What duties does an Attorney have?

An Attorney acting for a person (the Principal) under an Enduring Power of Attorney has many responsibilities and duties.  Their main duty is to always act in the best interest of the Principal.  Whether there is one Attorney, or several Attorneys, they all have the same obligations when acting.

When an Attorney’s power is exercisable

When making an Enduring Power of Attorney, the Principal can specify a time or occasion from which the Attorney’s power is exercisable.

Section 39 of the Powers of Attorney Act 2014 (the Act) states the following times or occasions a Principal may make an Attorney’s power to exercise their duties under the Act:-

1.           Immediately on the making of the Enduring Power of Attorney; or

2.           When the Principal ceases to have decision making capacity for the matters or matter; or

3.           Any other time, circumstance or occasion; or

4.           Where a time or occasion is not specified, the Attorney’s power is exercisable on and from the making of the Enduring Power

               of Attorney.

If an Attorney’s power is exercisable immediately, the Attorney will only need to act for the Principal when required.  While the Principal has the decision making capacity to manage their affairs, the Attorney must act in accordance with the Principal’s instructions and at their direction.

Duties of an Attorney

Under the Act, an Attorney:-

5.           Must act honestly, diligently, in good faith; and

6.           Must exercise reasonable skill and care; and

7.           Must avoid acting where there is or may be conflict of interest.  The exception for this is as stated in Section 65 of the Act,

              which states that an Attorney is only permitted to enter into conflict transactions when:-

       7.1               the Principal, before the time of the transaction, authorises the Attorney to enter into the conflict transaction.  The

                            Principal must, at the time of authorising the Attorney, have decision making capacity for the transaction; or

      7.2               the Victorian Civil and Administrative Tribunal (VCAT), before the time of the transaction, authorises the Attorney

                           to enter into the conflict transaction; and

8.           Must keep accurate records and accounts for all financial matters and for personal matters, all material dealings and

               transactions.

What an Attorney cannot do

Under the Act, an Attorney:-

9.           Must not disclose confidential information gained as the Attorney, unless specifically authorised by the Principal under the

               Enduring Power of Attorney or by law; and

10.        Must not use the position of Attorney for profit.  The exception for this duty is as stated in Section 70 of the Act, which states

              that “an Attorney under an Enduring Power of Attorney is not entitled to remuneration unless it is specifically authorised by the

              Principal under the Enduring Power of Attorney or by law”; and

11.        Must not “mix” their property with that of the Principal’s property and doing so would be in breach of the Attorney’s

              obligations.  When it comes to managing the Principal’s finances, Section 69 of the Act states that “an Attorney for financial

              matters under an Enduring Power of Attorney must keep the Attorney’s property separate from the Principal’s property”;

For example, an Attorney is not permitted to arrange a bank card in their personal name, to be linked to the Principal’s bank accounts, even if doing so was for the sole purpose of providing the Attorney easier and quicker access to the Principal’s bank accounts to pay their bills.  This is strictly prohibited under the Act as this would be considered “mixing” the Principal’s property with that of their own.
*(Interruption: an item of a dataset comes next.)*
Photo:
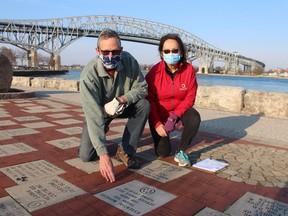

The Act provides exception for when the above does not apply, such as property that is already owned jointly by the Attorney and the Principal like real property held as tenants in common etc; and

12.        Must not gift the Principal’s property.  The Act provides exceptions for when an Attorney may be permitted to make a gift of

               the Principal’s property.

There may be times where it may be permitted for an Attorney to make a gift of the Principal’s property and before doing so, an Attorney must consider a few things before making a gift.  An Attorney is required to consider the Principal’s financial circumstances and whether the reason for the gift is considered reasonable under the Act.  The gift of the Principal’s property may be made by an Attorney to the Principal’s relative or close friend.  A special occasion such as a birth, or marriage, for the Principal’s relative, or close friend, may be considered reasonable for an Attorney to make a gift of the Principal’s property, whilst still taking into consideration the Principal’s financial circumstances.

As noted above, any gifts made by an Attorney from the Principal’s property must be accurately recorded by the Attorney.  

 When an Attorney is in breach of their duties

If an Attorney breaches their obligations under the Act, an application can be made by any interested party to the Supreme Court of Victoria or to VCAT to order the Attorney to personally compensate the Principal for any loss caused by the Attorney’s breach.  It is not unusual in these circumstances that the person bringing the action also applies to have the Attorney removed.  To be eligible to make application for this order, the person must have a special interest in the financial affairs of the Principal as prescribed under Section 78 of the Act.